The first Maltese speech recognition software has been launched online in primitive form, in the hope its widespread use will allow for speedier development of the technology.
Malta is lagging behind when it comes to speech-to-text technology, with Maltese absent among the 125 languages and variants offered by Google’s speech recognition services. It is also missing from similar services offered by Amazon and Microsoft.
“In the past there have been several disjointed attempts to build this kind of software but, unfortunately, there were no concrete results,” the founder of bilmalti.com, Edward Apap, told Times of Malta.
“This is why I decided to make my software public right from the start. Through user data and feedback, improvements to the software will be made in the areas that matter most to the users,” he explained.

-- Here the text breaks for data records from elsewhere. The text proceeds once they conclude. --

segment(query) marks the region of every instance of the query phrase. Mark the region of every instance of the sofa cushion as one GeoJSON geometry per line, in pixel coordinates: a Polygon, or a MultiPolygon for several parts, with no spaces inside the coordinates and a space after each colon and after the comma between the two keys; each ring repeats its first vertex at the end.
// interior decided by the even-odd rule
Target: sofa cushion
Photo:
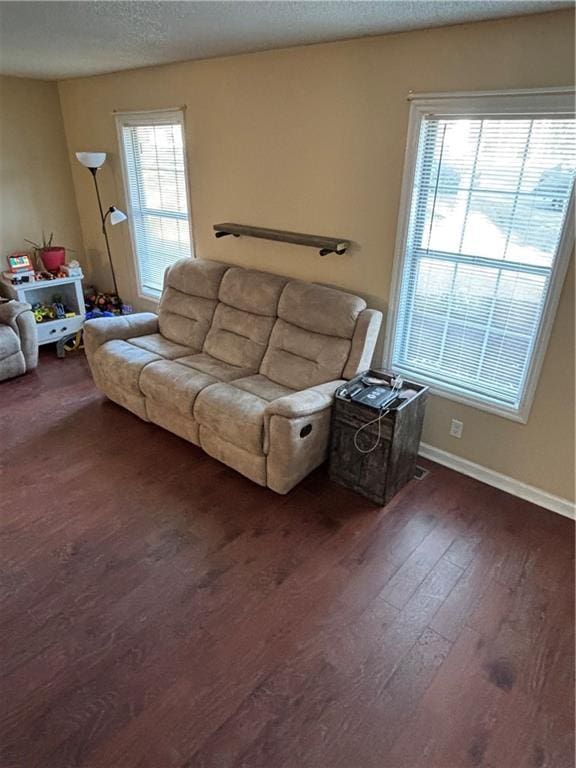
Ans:
{"type": "Polygon", "coordinates": [[[282,384],[277,384],[275,381],[271,381],[261,373],[256,373],[254,376],[246,376],[243,379],[237,379],[234,381],[234,386],[238,389],[243,389],[244,392],[250,392],[253,395],[257,395],[268,403],[272,402],[272,400],[277,400],[279,397],[291,395],[294,392],[293,389],[284,387],[282,384]]]}
{"type": "Polygon", "coordinates": [[[276,319],[286,279],[230,268],[220,284],[220,303],[204,350],[232,365],[258,370],[276,319]]]}
{"type": "Polygon", "coordinates": [[[140,374],[160,355],[136,347],[128,341],[113,339],[98,347],[92,357],[92,367],[97,382],[106,381],[126,394],[140,395],[140,374]]]}
{"type": "Polygon", "coordinates": [[[218,298],[224,304],[256,315],[276,317],[288,278],[254,269],[230,267],[222,278],[218,298]]]}
{"type": "Polygon", "coordinates": [[[204,350],[231,365],[257,371],[274,326],[273,317],[219,304],[204,350]]]}
{"type": "Polygon", "coordinates": [[[161,334],[196,351],[202,349],[218,303],[226,264],[204,259],[181,259],[165,277],[158,309],[161,334]]]}
{"type": "Polygon", "coordinates": [[[267,400],[233,384],[213,384],[196,399],[194,418],[226,442],[262,455],[267,405],[267,400]]]}
{"type": "Polygon", "coordinates": [[[315,387],[341,378],[350,343],[277,320],[260,373],[291,389],[315,387]]]}
{"type": "Polygon", "coordinates": [[[175,360],[150,363],[140,376],[140,389],[147,399],[169,407],[188,418],[197,395],[218,379],[175,360]]]}
{"type": "Polygon", "coordinates": [[[359,296],[292,280],[280,297],[278,317],[307,331],[351,339],[363,309],[366,302],[359,296]]]}
{"type": "Polygon", "coordinates": [[[218,360],[217,358],[212,357],[207,352],[199,352],[196,355],[179,357],[178,362],[181,365],[187,365],[197,371],[213,376],[219,381],[232,381],[233,379],[240,379],[242,376],[247,376],[251,373],[249,368],[242,368],[238,365],[225,363],[223,360],[218,360]]]}
{"type": "Polygon", "coordinates": [[[177,357],[185,357],[194,354],[195,350],[185,347],[182,344],[175,344],[169,339],[165,339],[160,333],[151,333],[148,336],[135,336],[132,339],[126,339],[130,344],[136,347],[147,349],[148,352],[154,352],[161,355],[166,360],[175,360],[177,357]]]}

Apap, a trained engineer working in computer software, said the importance of this technology could not be overstated.
Speech-to-text systems are integral to applications aiding the visually- and hearing-impaired, voice-operated telephone menu systems and virtual assistants, among others.
At the University of Malta, academics have also been working at developing a speech-recognition system in Maltese, in a project called Masri.
Senior lecturer of language technology Albert Gatt announced they would be releasing the data sets and a demo of the system in the coming weeks.
We laid the groundwork for other people to continue
“We are not claiming that we have solved the problem. We have a system which is reasonable but still error-prone.
“The important thing is we have laid the groundwork for other people to come along and continue,” he said.
He pointed out that once the data is released, it will benefit projects like bilmalti.com, which could build on the work Masri has already done.
The accuracy of machine learning-based systems generally correlates with the size of the dataset they are trained on.
“Hopefully, as more people start using the bilmalti.com, accuracy reaches a threshold where the software becomes useful for general purpose applications,” Apap said.
At present, the system does a much better job transcribing news items when compared to spontaneous speech or casual conversations.
“Although it can handle thousands of English words frequently used in everyday Maltese speech, it struggles with the intonation and choice of words in colloquial speech,” he added.
Apap pointed out since there is very little data available for the Maltese language, the task of building a speech recognition system is harder than it is for the typical language.
“This is one of the reasons why big tech haven’t stepped up for the job – datasets to feed their existing machine learning systems are not readily available,” he said.